5. Run HoodieStreamer
spark-3.4.2-bin-hadoop3/bin/spark-submit \ --packages org.apache.hudi:hudi-utilities-slim-bundle_2.12:0.15.0,org.apache.hudi:hudi-spark3.4-bundle_2.12:0.15.0 \ --conf spark.kryoserializer.buffer.max=200m \ --conf spark.serializer=org.apache.spark.serializer.KryoSerializer \ --class org.apache.hudi.utilities.streamer.HoodieStreamer \ spark-3.4.2-bin-hadoop3/examples/jars/spark-examples_2.12-3.4.2.jar \ --table-type COPY_ON_WRITE \ --source-class org.apache.hudi.utilities.sources.JsonDFSSource \ --target-base-path /tmp/hudi-decimal-repro/table \ --target-table table \ --props /tmp/hudi-decimal-repro/decimal-repro.properties \ --schemaprovider-class org.apache.hudi.utilities.schema.FilebasedSchemaProvider
Expected Results
Command runs successfully, data is ingested successfully into /tmp/hudi-decimal-repro/table, some files exist under /tmp/hudi-decimal-repro/table/2018/08/31/.
Actual Results
Command fails with exception, no data is ingsted into the table.
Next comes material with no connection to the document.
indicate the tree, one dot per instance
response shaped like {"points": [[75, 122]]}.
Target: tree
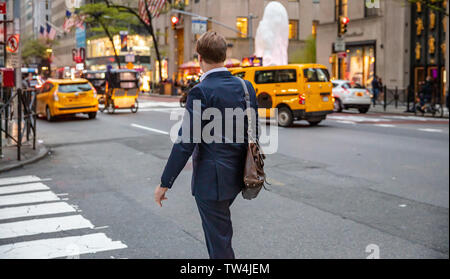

Table left with a hanging commit at the requested state.
Logs of the attempted run are attached as spark.log
Additional Information
This issue does not appear to exist in versions 0.12.2 through 0.14.0 based on my own testing. It does affect all of 0.14.1, 0.15.0, 1.0.0-beta1, and 1.0.0-beta2 releases.